If graceful shutdown of Linux is not required (and is in fact
undesireable), why is Linux involved at all in this shutdown process?

For example, why is this not a secure interrupt taken to EL3, which can
(gracefully) shut down the CPUs regardless?

> > > Since battery can provide limited power for a very short time hence need to
> > > transition to lowest power. As per the transition process , CPUs power
> > > domain has to be off but before that it needs to flush out its content to
> > > system memory(L3) so that content could be backed-up by a MCU, a controller
> > > consuming very less power. Since we can not afford plugging-out every
> > > individual CPUs in sequence hence uses ipi_cpu_stop for all other CPUs
> > > which ultimately switch to ATF to flush out all the CPUs caches and comes
> > > out of coherency domain so that its power rails could be switched-off.
> > If you're stopping CPUs from completely arbitrary states, what is the
> > benefit of saving the RAM contents?
>
> Some of the RAM contains data that was in the process of being written to
> disk by the accelerator.

Ok, so this isn't actually about backing up RAM contents; it's about
completing pending I/O.

I'm still confused as to how that works. How do you avoid leaving the
disk in some corrupt state if data runs out partway through?
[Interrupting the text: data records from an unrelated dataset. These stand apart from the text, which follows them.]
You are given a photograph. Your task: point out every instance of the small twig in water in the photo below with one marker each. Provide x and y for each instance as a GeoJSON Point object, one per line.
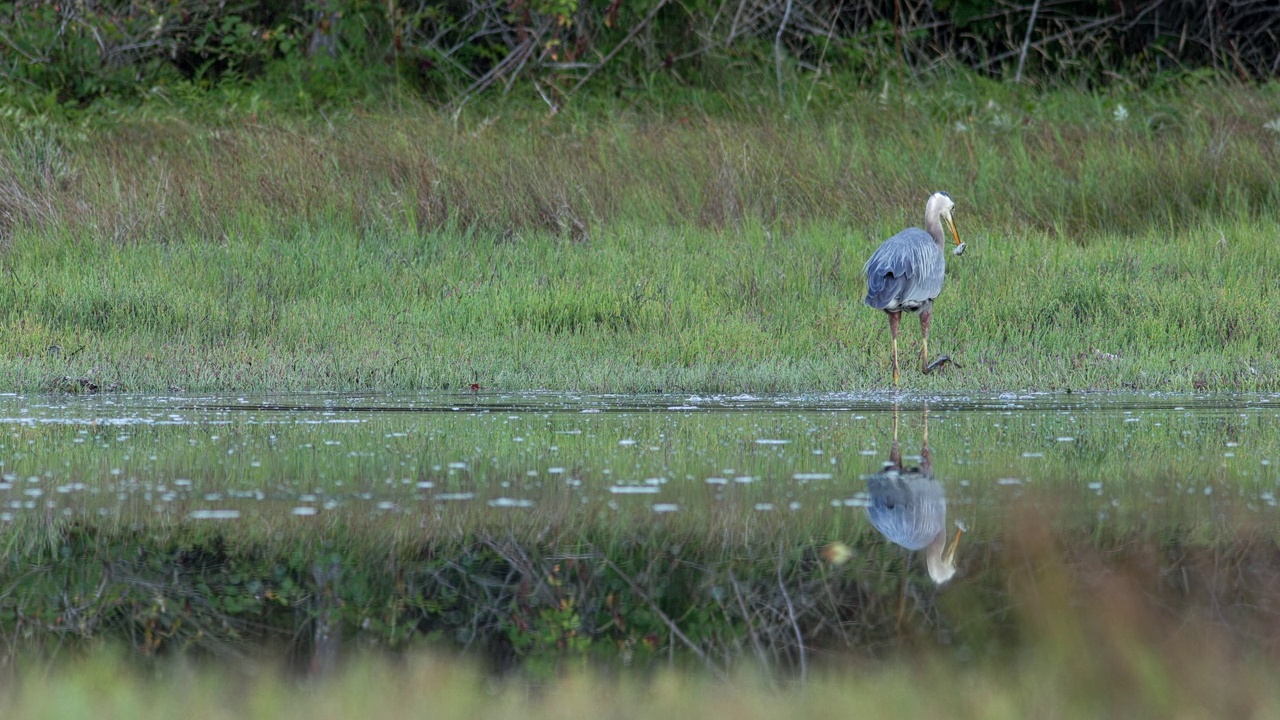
{"type": "Point", "coordinates": [671, 624]}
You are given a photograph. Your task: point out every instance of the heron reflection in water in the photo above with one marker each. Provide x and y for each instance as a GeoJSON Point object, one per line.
{"type": "Point", "coordinates": [909, 507]}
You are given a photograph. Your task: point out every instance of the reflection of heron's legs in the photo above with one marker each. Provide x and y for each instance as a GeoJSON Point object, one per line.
{"type": "Point", "coordinates": [926, 458]}
{"type": "Point", "coordinates": [926, 315]}
{"type": "Point", "coordinates": [895, 455]}
{"type": "Point", "coordinates": [892, 331]}
{"type": "Point", "coordinates": [901, 593]}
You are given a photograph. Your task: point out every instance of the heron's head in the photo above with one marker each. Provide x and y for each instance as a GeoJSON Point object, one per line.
{"type": "Point", "coordinates": [942, 563]}
{"type": "Point", "coordinates": [938, 210]}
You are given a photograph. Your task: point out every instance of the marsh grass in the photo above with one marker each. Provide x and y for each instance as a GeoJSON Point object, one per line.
{"type": "Point", "coordinates": [621, 249]}
{"type": "Point", "coordinates": [1091, 641]}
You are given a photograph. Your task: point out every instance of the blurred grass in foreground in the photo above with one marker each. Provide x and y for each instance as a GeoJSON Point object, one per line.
{"type": "Point", "coordinates": [1118, 682]}
{"type": "Point", "coordinates": [1114, 241]}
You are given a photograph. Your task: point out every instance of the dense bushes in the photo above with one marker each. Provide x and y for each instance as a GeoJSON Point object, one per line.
{"type": "Point", "coordinates": [82, 50]}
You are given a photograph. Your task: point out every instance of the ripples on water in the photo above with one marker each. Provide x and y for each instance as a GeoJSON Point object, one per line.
{"type": "Point", "coordinates": [229, 459]}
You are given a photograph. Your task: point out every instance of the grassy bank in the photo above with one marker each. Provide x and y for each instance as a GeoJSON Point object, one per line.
{"type": "Point", "coordinates": [1123, 241]}
{"type": "Point", "coordinates": [1129, 675]}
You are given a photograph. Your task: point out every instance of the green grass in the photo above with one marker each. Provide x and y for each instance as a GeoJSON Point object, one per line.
{"type": "Point", "coordinates": [638, 247]}
{"type": "Point", "coordinates": [1114, 683]}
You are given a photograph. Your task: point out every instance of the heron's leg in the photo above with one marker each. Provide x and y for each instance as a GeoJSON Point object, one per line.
{"type": "Point", "coordinates": [926, 315]}
{"type": "Point", "coordinates": [894, 318]}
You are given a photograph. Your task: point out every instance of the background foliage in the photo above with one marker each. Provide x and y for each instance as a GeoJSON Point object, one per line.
{"type": "Point", "coordinates": [78, 51]}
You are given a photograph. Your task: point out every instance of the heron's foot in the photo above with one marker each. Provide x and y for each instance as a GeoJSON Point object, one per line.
{"type": "Point", "coordinates": [938, 363]}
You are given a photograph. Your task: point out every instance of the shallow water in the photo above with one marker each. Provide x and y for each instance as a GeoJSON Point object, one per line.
{"type": "Point", "coordinates": [507, 520]}
{"type": "Point", "coordinates": [223, 459]}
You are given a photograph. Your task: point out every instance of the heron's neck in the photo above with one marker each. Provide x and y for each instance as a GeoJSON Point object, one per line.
{"type": "Point", "coordinates": [938, 570]}
{"type": "Point", "coordinates": [933, 224]}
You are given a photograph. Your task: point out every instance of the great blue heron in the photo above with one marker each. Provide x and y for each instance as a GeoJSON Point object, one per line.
{"type": "Point", "coordinates": [905, 272]}
{"type": "Point", "coordinates": [909, 507]}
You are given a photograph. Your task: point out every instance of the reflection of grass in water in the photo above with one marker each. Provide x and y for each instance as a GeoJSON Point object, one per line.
{"type": "Point", "coordinates": [1147, 475]}
{"type": "Point", "coordinates": [568, 579]}
{"type": "Point", "coordinates": [626, 251]}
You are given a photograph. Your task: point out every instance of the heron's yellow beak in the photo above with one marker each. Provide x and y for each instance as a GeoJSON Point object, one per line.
{"type": "Point", "coordinates": [949, 557]}
{"type": "Point", "coordinates": [951, 226]}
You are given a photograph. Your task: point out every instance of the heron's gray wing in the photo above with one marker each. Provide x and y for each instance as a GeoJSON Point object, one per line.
{"type": "Point", "coordinates": [905, 268]}
{"type": "Point", "coordinates": [909, 509]}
> This data must be saved to disk and the high power CPUs consume too much
> power to continue performing this operation.
>
> > CPUs might be running with IRQs disabled for an arbitrarily long time,
>
> In an embedded linux system we control everything running.

Sure, and that complete control allows you to do something better than
this RFC, AFAICT.

Thanks,
Mark.